PZM21 was administered to mice at doses of 20, 40, or 80 mg·kg−1, depending on the experimental schedule. For intrathecal drug delivery, PZM21 was administered at doses of 2.5, 5, and 7.5 μg, and for intravenous drug self‐administration, PZM21 was used at doses of 0.05 and 0.5 mg·kg−1 (per infusion). Morphine (Pharma Cosmetic, Poland; 5, 10, and 20 mg·kg−1) or https://www.guidetopharmacology.org/GRAC/LigandDisplayForward?ligandId=7093 (Mundipharma, Poland; 0.06 mg·kg−1 [per infusion]) was used as positive control treatments. As a negative control, physiological saline was used. Cyprodime (Tocris, USA; 10 mg·kg−1) and naloxone (Merck, Poland; 4 mg·kg−1) were used as a selective μ‐receptor antagonist and non‐selective opioid antagonist, respectively. All the drugs were dissolved in saline and administered intraperitoneally in a volume of 10 ml·kg−1, intrathecally in a volume of 5 μl per administration or intravenously in a volume of 0.0125 ml per infusion. Drugs used for anaesthesia (ketamine [7.5 mg·kg−1 in mice and 100 mg·kg−1 in rats], xylazine [1 mg·kg−1 in mice and 10 mg·kg−1 in rats], and pentobarbital [60 mg·kg−1 in rats]) were supplied by Biowet‐Pulawy (Poland). The chemicals used for HPLC were purchased from Merck (Poland).

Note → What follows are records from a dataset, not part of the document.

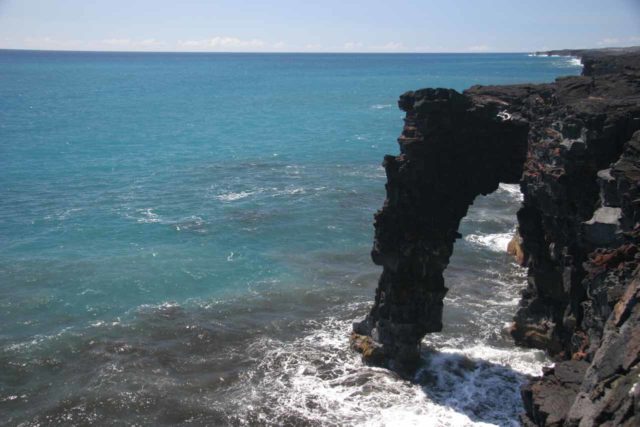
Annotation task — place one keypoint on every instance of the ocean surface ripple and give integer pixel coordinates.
(184, 239)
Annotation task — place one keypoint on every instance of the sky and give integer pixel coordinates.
(318, 26)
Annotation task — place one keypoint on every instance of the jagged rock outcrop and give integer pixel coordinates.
(441, 169)
(574, 146)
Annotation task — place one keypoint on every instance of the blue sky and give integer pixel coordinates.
(318, 26)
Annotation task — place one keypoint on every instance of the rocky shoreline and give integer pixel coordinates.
(574, 147)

2.14. Nomenclature of targets and ligands
Key protein targets and ligands in this article are hyperlinked to corresponding entries in http://www.guidetopharmacology.org, the common portal for data from the IUPHAR/BPS Guide to PHARMACOLOGY (Harding et al., 2018) and are permanently archived in the Concise Guide to PHARMACOLOGY 2017/18 (Alexander et al., 2017).
3. RESULTS
3.1. Antinociceptive effects of PZM21
Antinociceptive efficacy of PZM21 was assessed using two thermal antinociceptive tests: tail flick (mice and rats) and hot plate (mice). Administration of 10 mg·kg−1 morphine (i.p.), used as a positive control, resulted in antinociception (Figure 1a). Treatment with PZM21 (intraperitoneal) exerted an antinociceptive effect in the tail flick test at all of the tested doses: 20, 40, and 80 mg·kg−1 (Figure 1b), compared to saline. PZM21‐induced antinociception was dose‐dependent and lasted up to 8 hr. Pretreatment with a selective μ receptor antagonist, cyprodime (10 mg·kg−1, i.p.), prevented the antinociception induced by 40 mg·kg−1 PZM21 in the tail flick test (Figure 1c). In the hot plate test, we have distinguished two types of reaction: paw flinching and licking of the paw or jumping. The obtained data indicate that only morphine (10 mg·kg−1) induced a significant effect on the paw flinching reflex when compared to saline. PZM21 did not affect this reaction at any of the tested doses. At the same time, both PZM21 (at a dose of 80 mg·kg−1) and morphine (10 mg·kg−1) increased the latency to the second type of reaction (paw licking/jumping) in the hot plate test (Figure 1d). Pretreatment with cyprodime attenuated the effects induced by 40 mg·kg−1 PZM21 in hot plate test, for two types of reactions (Figure 1e). Therefore, we demonstrated that antinociceptive effects of PZM21 are mediated by μ‐receptors. What is more, intrathecal administration of PZM21 (2.5, 5, and 7.5 μg) caused dose‐dependent antinociception in tail flick test in rats (Figure 1f), which shows that this compound is effective for the reflexive, spinally mediated component of pain reaction.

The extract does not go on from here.